The OECD pointed to a weak outlook for growth in the eurozone, particularly in Germany, on Wednesday when its index of leading economic indicators pointed to stable growth elsewhere.
This latest signal of gloom for the eurozone came the day after the International Monetary lowered its forecast for growth in the 18-member single currency area.
"In Europe, signs are emerging of a loss of growth momentum in the Euro area," the Organisation for Economic Cooperation and Development said.
Its latest composite leading indicators, CLIs, which it calculates monthly to show trends in economic activity, point to a slowdown in momentum in Germany and Italy, with France stable.
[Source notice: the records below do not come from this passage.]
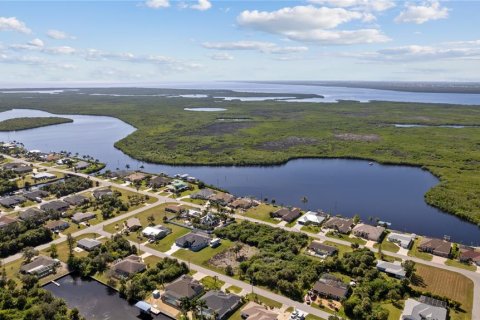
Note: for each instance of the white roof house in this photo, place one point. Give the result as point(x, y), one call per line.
point(312, 218)
point(404, 240)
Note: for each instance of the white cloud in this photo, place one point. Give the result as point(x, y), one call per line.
point(157, 4)
point(59, 35)
point(312, 24)
point(221, 56)
point(368, 5)
point(265, 47)
point(36, 43)
point(422, 13)
point(202, 5)
point(13, 24)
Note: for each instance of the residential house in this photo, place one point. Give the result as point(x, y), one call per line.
point(156, 233)
point(402, 239)
point(36, 195)
point(416, 310)
point(133, 224)
point(6, 221)
point(129, 266)
point(469, 255)
point(255, 311)
point(366, 231)
point(158, 182)
point(43, 176)
point(55, 206)
point(12, 202)
point(76, 200)
point(33, 213)
point(322, 250)
point(312, 218)
point(340, 225)
point(220, 305)
point(57, 225)
point(331, 287)
point(286, 214)
point(394, 269)
point(136, 177)
point(203, 194)
point(243, 203)
point(222, 198)
point(83, 216)
point(41, 266)
point(104, 192)
point(184, 287)
point(88, 244)
point(437, 247)
point(194, 241)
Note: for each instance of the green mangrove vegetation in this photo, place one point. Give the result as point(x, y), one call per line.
point(30, 123)
point(272, 132)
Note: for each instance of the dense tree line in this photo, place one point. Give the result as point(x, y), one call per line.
point(96, 261)
point(17, 236)
point(140, 285)
point(68, 186)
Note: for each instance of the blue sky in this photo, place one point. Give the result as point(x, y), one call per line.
point(163, 40)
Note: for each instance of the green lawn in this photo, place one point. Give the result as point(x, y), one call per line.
point(458, 264)
point(201, 258)
point(414, 252)
point(345, 237)
point(262, 212)
point(211, 283)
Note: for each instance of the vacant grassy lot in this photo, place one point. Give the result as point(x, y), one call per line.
point(446, 283)
point(262, 212)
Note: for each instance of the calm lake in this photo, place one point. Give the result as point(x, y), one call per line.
point(338, 186)
point(94, 300)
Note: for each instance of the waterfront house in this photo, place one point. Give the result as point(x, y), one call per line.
point(469, 255)
point(12, 202)
point(321, 249)
point(194, 241)
point(6, 221)
point(394, 269)
point(133, 224)
point(57, 206)
point(36, 195)
point(128, 266)
point(437, 247)
point(33, 213)
point(57, 225)
point(312, 218)
point(76, 200)
point(43, 176)
point(88, 244)
point(220, 305)
point(184, 287)
point(402, 239)
point(158, 182)
point(429, 309)
point(255, 311)
point(330, 287)
point(156, 233)
point(203, 194)
point(340, 225)
point(222, 198)
point(83, 216)
point(286, 214)
point(41, 266)
point(366, 231)
point(104, 192)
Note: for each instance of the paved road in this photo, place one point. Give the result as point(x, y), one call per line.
point(474, 276)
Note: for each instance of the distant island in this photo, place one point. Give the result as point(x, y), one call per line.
point(31, 123)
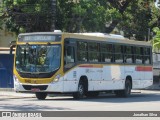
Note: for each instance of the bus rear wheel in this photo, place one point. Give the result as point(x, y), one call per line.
point(41, 95)
point(81, 90)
On Tuesday, the IMF cut sharply its eurozone growth forecast to 0.8 percent and warned that the single currency bloc faces a long period of sluggish activity and dangerously low inflation which the European Central Bank must tackle.
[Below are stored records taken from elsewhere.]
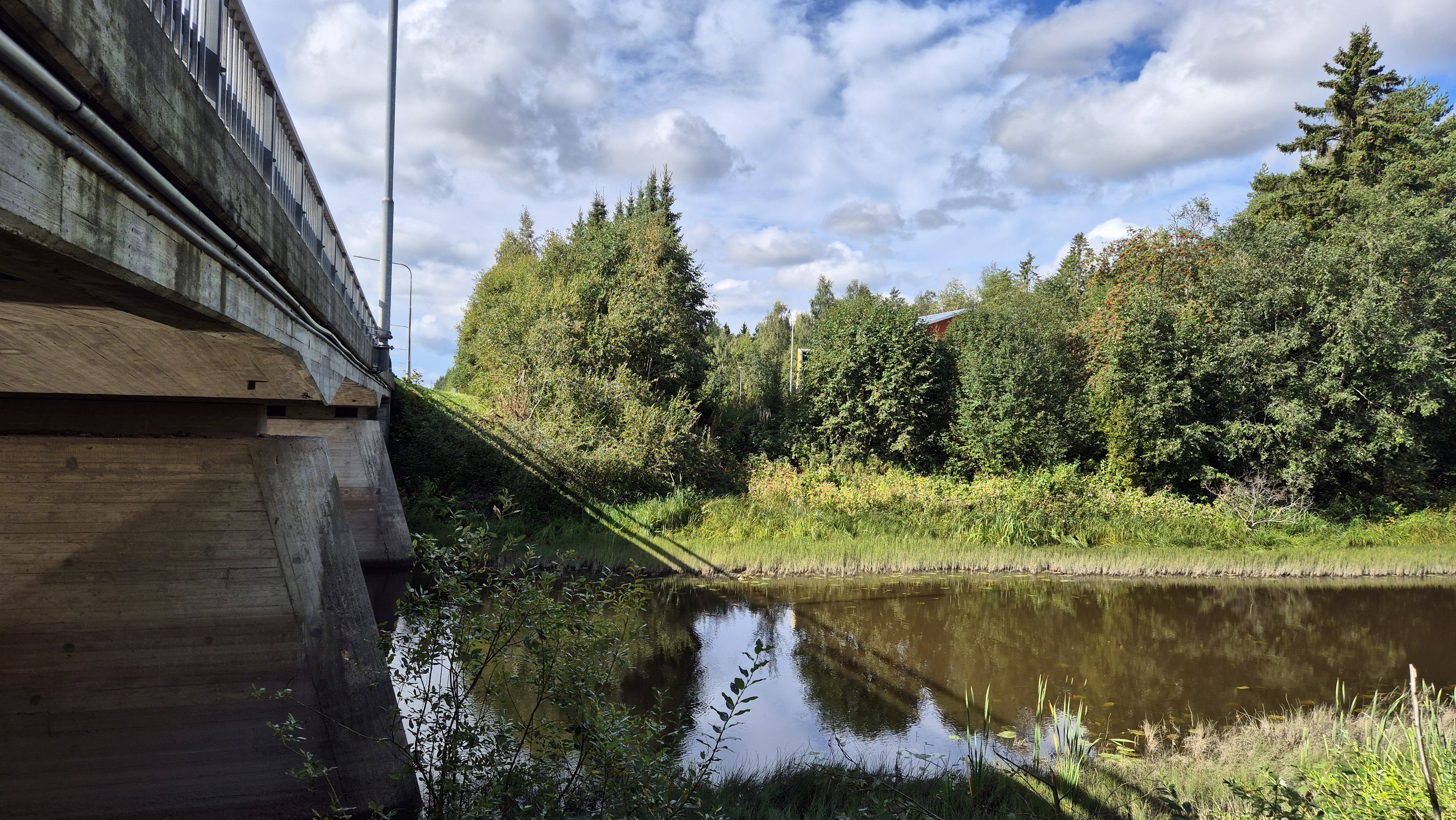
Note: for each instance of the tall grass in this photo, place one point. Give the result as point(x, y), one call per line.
point(861, 519)
point(1356, 761)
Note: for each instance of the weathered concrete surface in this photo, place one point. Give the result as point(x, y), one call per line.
point(146, 585)
point(368, 483)
point(100, 298)
point(117, 55)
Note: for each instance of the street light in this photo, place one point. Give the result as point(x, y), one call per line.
point(388, 234)
point(410, 318)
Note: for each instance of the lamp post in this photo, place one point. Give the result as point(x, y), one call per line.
point(410, 317)
point(388, 206)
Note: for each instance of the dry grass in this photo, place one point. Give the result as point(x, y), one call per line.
point(887, 554)
point(1199, 760)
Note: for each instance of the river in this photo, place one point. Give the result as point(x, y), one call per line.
point(885, 665)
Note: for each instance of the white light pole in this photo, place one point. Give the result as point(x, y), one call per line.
point(410, 318)
point(387, 254)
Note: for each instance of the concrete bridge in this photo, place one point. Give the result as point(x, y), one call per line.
point(194, 490)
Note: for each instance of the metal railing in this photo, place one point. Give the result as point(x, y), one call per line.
point(216, 43)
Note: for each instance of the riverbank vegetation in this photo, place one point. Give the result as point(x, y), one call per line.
point(507, 677)
point(1263, 393)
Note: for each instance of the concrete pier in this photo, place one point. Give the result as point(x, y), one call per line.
point(146, 586)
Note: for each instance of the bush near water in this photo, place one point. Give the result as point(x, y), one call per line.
point(1305, 346)
point(1286, 375)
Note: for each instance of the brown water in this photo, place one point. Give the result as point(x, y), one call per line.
point(885, 663)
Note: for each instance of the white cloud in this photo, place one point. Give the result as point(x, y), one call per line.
point(772, 248)
point(866, 221)
point(841, 264)
point(676, 139)
point(1221, 81)
point(1110, 231)
point(965, 130)
point(740, 298)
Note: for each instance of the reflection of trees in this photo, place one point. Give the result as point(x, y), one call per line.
point(665, 669)
point(1150, 647)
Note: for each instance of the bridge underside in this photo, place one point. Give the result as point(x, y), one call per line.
point(148, 586)
point(197, 497)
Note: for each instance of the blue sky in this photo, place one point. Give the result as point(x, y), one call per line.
point(901, 143)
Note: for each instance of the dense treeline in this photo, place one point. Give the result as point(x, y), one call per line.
point(1310, 340)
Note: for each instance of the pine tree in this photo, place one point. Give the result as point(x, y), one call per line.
point(1027, 272)
point(1343, 126)
point(823, 299)
point(669, 200)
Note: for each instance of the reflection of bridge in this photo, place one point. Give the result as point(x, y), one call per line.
point(193, 401)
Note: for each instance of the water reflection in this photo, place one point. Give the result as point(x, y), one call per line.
point(885, 662)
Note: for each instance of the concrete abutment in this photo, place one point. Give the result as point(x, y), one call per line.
point(148, 585)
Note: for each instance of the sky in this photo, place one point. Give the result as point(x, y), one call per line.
point(896, 143)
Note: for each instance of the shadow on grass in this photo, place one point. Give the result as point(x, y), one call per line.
point(436, 436)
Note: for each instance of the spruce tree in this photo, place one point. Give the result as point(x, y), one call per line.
point(823, 299)
point(1343, 126)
And earlier this week Germany reported a 5.7-percent slump in August factory orders and a 4.0 percent drop in industrial output, which analysts said meant there would likely be little rebound from the 0.2 percent contraction posted in the second quarter.
The OECD's CLI for Germany began dropping earlier this year and in August, the last month calculated, fell below the long-term average of 100 points, dropping from 100.1 to 99.7 points.
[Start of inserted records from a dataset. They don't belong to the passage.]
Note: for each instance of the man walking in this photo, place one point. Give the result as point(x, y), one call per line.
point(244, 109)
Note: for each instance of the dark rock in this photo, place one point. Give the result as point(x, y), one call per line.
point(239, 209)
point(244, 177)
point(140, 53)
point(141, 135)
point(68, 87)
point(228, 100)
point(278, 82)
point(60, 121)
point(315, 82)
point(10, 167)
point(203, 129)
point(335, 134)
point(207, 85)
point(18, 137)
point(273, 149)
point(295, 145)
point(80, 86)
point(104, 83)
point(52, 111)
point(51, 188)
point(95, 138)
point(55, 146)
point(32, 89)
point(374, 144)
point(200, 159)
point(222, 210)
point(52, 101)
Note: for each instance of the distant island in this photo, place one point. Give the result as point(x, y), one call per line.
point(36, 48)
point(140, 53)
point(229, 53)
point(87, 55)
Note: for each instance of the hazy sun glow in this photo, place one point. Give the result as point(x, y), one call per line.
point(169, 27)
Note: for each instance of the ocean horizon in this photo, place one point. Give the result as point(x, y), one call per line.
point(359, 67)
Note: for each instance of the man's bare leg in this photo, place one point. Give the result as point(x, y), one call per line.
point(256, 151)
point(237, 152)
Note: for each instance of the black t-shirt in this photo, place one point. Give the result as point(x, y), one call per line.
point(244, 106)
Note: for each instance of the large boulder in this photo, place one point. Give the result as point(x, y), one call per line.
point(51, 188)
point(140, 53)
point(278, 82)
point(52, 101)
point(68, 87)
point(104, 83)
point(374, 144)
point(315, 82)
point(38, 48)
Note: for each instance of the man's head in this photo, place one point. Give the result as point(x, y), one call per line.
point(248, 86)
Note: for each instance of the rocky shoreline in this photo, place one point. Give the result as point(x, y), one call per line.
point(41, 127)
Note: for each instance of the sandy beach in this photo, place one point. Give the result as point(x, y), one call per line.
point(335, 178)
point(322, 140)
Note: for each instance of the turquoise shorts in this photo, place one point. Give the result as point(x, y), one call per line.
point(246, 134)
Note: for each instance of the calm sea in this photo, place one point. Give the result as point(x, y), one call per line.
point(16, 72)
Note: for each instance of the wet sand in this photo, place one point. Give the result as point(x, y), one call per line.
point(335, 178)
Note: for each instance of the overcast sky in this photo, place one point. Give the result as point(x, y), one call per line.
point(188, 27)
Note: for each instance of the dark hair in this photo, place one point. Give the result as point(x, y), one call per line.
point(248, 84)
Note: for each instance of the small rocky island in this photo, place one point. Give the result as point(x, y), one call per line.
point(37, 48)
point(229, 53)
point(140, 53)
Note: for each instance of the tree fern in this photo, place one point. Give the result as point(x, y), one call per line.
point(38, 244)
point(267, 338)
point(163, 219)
The OECD said its CLIs pointed to stable growth momentum for the United States, Britain and Canada, as well as in emerging markets Brazil, China and Russia.
It said Japan's CLI points to a loss of momentum, but that this may be due to one-off factors.
India's CLI points to accelerating growth momentum, but is still below the long-term trend.
The OECD indicators are regarded as a reliable pointer to how the trend of activity will evolve, and are closely watched for this reason.